Menanti Malam Qadar di Singing Hall
Oleh Ahmad Gaus AF*)
ADAKAH korelasi antara kekhusukan bulan Ramadhan dengan gebyar hiburan malam di singing hall, diskotek, kafe, dan hotel-hotel berbintang? Bagi sebagian aktivis Islam, jawabannya jelas ada.
Tempat-tempat semacam itu dinilai sebagai ajang maksiat dan umbar syahwat. Oleh karena itu, untuk menjaga kesucian bulan Ramadan, tempat-tempat itu harus ”ditertibkan”. Itulah yang kita saksikan menjelang Ramadan lalu. Massa aktivis Islam di Jakarta, Banten, Solo, Cirebon, Bandung, Bekasi, Lampung, berpawai keliling kota mengultimatum pemilik tempat-tempat hiburan malam untuk berhenti beroperasi selama puasa.
Dulu, aksi ”penertiban” ini dilakukan para aktivis Islam secara sepihak. Akibatnya, tak jarang menimbulkan bentrokan dengan preman dan aparat keamanan –karena tempat-tempat semacam itu biasa dibekingi preman dan aparat. Kini, penertiban itu didukung pemerintah melalui berbagai aturan. Ada yang melalui peraturan daerah (Perda) seperti di Jakarta, Bogor, Solo, Bandung; ada yang berbentuk surat edaran seperti oleh Pemerintah Kota (Pemkot) Bekasi, Cirebon; ada juga dalam bentuk instruksi seperti oleh Wali Kota Bandar Lampung; dan lain-lain. Pendeknya, mereka sepakat bahwa tempat-tempat hiburan malam itu adalah tempat maksiat. Tuntutan yang mengemuka: para pengusaha hiburan malam harus menghormati umat Islam yang sedang menjalankan ibadah di bulan suci.
Akan tetapi, masalah yang terkait dengan penertiban tempat hiburan malam jelas tidak sesederhana itu. Sebab, ia menyangkut konflik ekonomi, politik, dan moral sekaligus. Kontroversi yang paling keras berkisar pada soal ekonomi dan politik. Para pengusaha hiburan malam merasa bahwa penertiban itu bukan win-win-solution. Ia cenderung merugikan para pengusaha dan para pekerja di sektor tersebut. Pemerintah mengharuskan para pemilik tempat hiburan untuk tetap membayar upah karyawan. Padahal, selama sebulan itu praktis mereka tidak mendapat penghasilan sama sekali.
Para pengusaha hiburan malam menolak sudut pandang yang melulu negatif terhadap sektor usaha yang mereka lakukan.

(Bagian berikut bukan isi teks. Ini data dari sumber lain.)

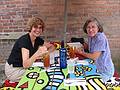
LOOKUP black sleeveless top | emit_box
[7,33,44,67]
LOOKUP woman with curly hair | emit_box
[5,17,54,86]
[76,18,114,82]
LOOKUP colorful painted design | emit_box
[15,59,120,90]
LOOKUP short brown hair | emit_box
[27,17,45,32]
[83,17,103,33]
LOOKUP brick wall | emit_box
[0,0,120,71]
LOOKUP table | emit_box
[15,59,107,90]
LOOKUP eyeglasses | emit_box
[33,25,43,29]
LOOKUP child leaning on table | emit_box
[76,18,114,82]
[5,17,54,86]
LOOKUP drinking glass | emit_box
[43,52,50,69]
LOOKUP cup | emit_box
[68,46,75,58]
[43,52,50,68]
[67,59,75,73]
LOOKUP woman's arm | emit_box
[21,46,47,68]
[44,42,55,52]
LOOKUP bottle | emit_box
[60,40,67,69]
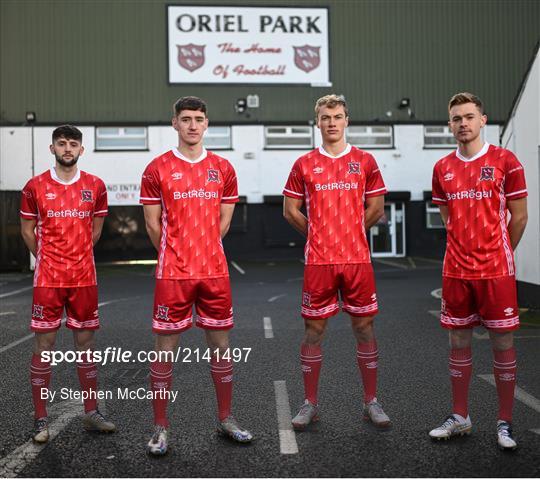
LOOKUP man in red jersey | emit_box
[429,93,527,449]
[20,125,116,443]
[283,95,391,429]
[141,97,252,455]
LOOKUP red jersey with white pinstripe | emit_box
[140,148,238,279]
[283,145,386,264]
[20,168,107,288]
[432,143,527,279]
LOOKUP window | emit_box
[347,126,394,148]
[426,201,444,229]
[424,125,457,149]
[264,126,313,149]
[96,126,148,150]
[203,126,232,150]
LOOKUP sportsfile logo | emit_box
[315,181,358,191]
[47,208,90,220]
[173,188,219,200]
[446,189,493,200]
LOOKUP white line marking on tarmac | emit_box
[430,288,442,299]
[0,401,81,477]
[478,374,540,412]
[274,381,298,454]
[263,316,274,339]
[373,258,409,269]
[268,293,287,303]
[0,286,33,298]
[0,298,131,356]
[231,260,246,274]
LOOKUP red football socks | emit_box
[210,356,233,421]
[300,344,322,405]
[493,347,516,422]
[448,348,472,418]
[30,354,51,419]
[356,340,379,404]
[150,361,173,427]
[77,355,97,412]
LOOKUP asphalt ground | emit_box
[0,258,540,477]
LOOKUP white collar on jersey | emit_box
[51,167,81,185]
[456,141,489,163]
[172,148,208,163]
[319,143,351,158]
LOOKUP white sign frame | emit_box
[167,5,332,86]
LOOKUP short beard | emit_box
[54,155,79,168]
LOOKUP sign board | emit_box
[167,5,331,86]
[107,183,141,206]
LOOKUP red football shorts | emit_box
[302,263,379,319]
[441,276,519,332]
[152,276,234,334]
[30,286,99,333]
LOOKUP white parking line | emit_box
[268,294,287,303]
[0,298,131,356]
[231,260,246,274]
[0,401,81,477]
[373,258,409,269]
[274,381,298,454]
[0,286,33,298]
[478,374,540,412]
[263,316,274,339]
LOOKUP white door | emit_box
[369,203,396,258]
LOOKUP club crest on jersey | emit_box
[81,190,92,203]
[444,173,454,181]
[206,168,219,183]
[156,304,169,321]
[349,162,360,175]
[480,166,495,181]
[32,304,43,319]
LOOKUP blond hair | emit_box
[448,92,484,115]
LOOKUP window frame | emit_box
[94,125,149,152]
[263,125,315,150]
[345,124,394,150]
[203,125,233,151]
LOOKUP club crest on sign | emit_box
[176,43,206,72]
[206,168,219,183]
[293,45,321,73]
[480,166,495,181]
[349,162,360,175]
[32,304,43,319]
[156,304,169,321]
[81,190,92,203]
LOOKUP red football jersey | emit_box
[20,168,107,288]
[283,145,386,264]
[432,143,527,279]
[140,148,238,279]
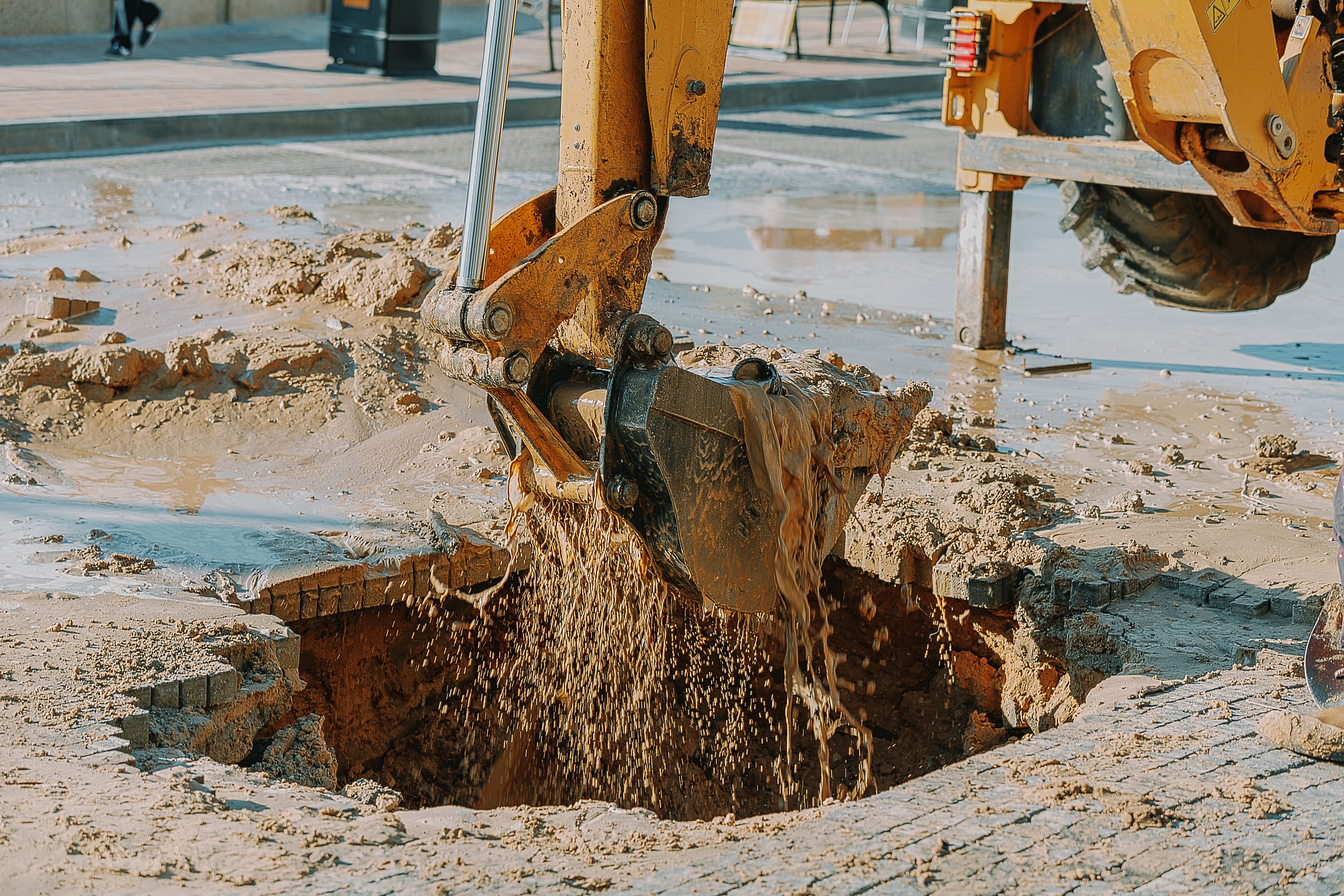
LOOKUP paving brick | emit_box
[1227,594,1270,619]
[117,709,149,750]
[272,629,298,669]
[177,676,208,708]
[363,575,391,610]
[270,582,300,622]
[336,579,364,613]
[317,584,340,617]
[149,681,182,709]
[206,669,243,706]
[249,589,270,614]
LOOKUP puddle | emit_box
[0,144,1344,599]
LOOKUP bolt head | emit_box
[485,305,513,338]
[630,193,658,230]
[606,475,640,511]
[652,326,672,355]
[504,352,532,384]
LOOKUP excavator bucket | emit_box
[1305,598,1344,706]
[421,0,930,613]
[549,345,930,613]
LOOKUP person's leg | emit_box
[107,0,137,56]
[137,0,164,47]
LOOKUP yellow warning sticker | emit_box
[1204,0,1242,34]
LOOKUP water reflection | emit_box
[739,193,960,251]
[736,193,960,251]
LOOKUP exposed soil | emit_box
[0,193,1337,889]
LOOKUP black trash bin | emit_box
[327,0,440,75]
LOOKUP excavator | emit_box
[421,0,1344,701]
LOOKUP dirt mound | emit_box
[266,206,317,220]
[1255,434,1297,457]
[211,239,322,305]
[253,715,336,790]
[1234,433,1336,480]
[325,250,434,316]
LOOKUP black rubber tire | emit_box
[1059,180,1335,312]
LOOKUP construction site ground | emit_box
[0,4,942,159]
[0,98,1344,895]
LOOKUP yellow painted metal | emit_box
[1093,0,1301,170]
[942,0,1061,192]
[555,0,650,229]
[1180,12,1339,234]
[644,0,733,196]
[944,0,1344,234]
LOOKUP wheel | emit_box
[1059,180,1335,312]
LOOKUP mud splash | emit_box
[466,496,765,817]
[733,375,872,801]
[429,346,927,818]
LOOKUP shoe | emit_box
[140,8,164,47]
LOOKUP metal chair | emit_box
[826,0,891,53]
[518,0,556,71]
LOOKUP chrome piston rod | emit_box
[457,0,518,290]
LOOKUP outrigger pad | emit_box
[609,345,931,613]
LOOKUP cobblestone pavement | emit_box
[247,657,1344,896]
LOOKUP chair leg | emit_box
[546,0,555,71]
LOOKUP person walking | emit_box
[104,0,164,59]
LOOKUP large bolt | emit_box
[504,352,532,385]
[630,193,658,230]
[485,305,513,338]
[733,357,774,383]
[653,326,672,357]
[627,320,672,357]
[603,475,640,511]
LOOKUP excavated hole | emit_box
[254,560,1022,819]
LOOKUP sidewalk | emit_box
[0,4,942,159]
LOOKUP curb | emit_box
[0,69,942,161]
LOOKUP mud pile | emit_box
[845,408,1072,584]
[408,345,929,818]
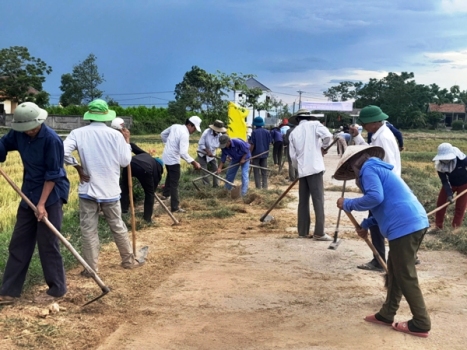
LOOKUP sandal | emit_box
[357,262,383,272]
[364,315,393,326]
[0,295,16,305]
[392,321,430,338]
[34,293,63,304]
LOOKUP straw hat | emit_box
[433,143,456,161]
[209,120,227,133]
[333,145,384,180]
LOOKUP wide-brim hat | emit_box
[253,117,264,126]
[357,106,389,124]
[83,99,117,122]
[219,135,230,148]
[289,108,311,125]
[433,142,457,161]
[333,145,385,180]
[11,102,48,132]
[209,120,227,133]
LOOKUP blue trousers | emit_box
[0,200,67,297]
[225,160,250,197]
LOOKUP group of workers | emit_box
[0,99,467,337]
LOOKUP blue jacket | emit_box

Menurut mereka, hiburan malam adalah usaha legal yang jelas-jelas memberikan kontribusi pada Pendapatan Asli Daerah (PAD). Usaha hiburan malam ikut menggalakkan sektor pariwisata. Selain itu, usaha bidang hiburan juga menyerap banyak tenaga kerja. Itu berarti membantu pemerintah mengurangi angka pengangguran.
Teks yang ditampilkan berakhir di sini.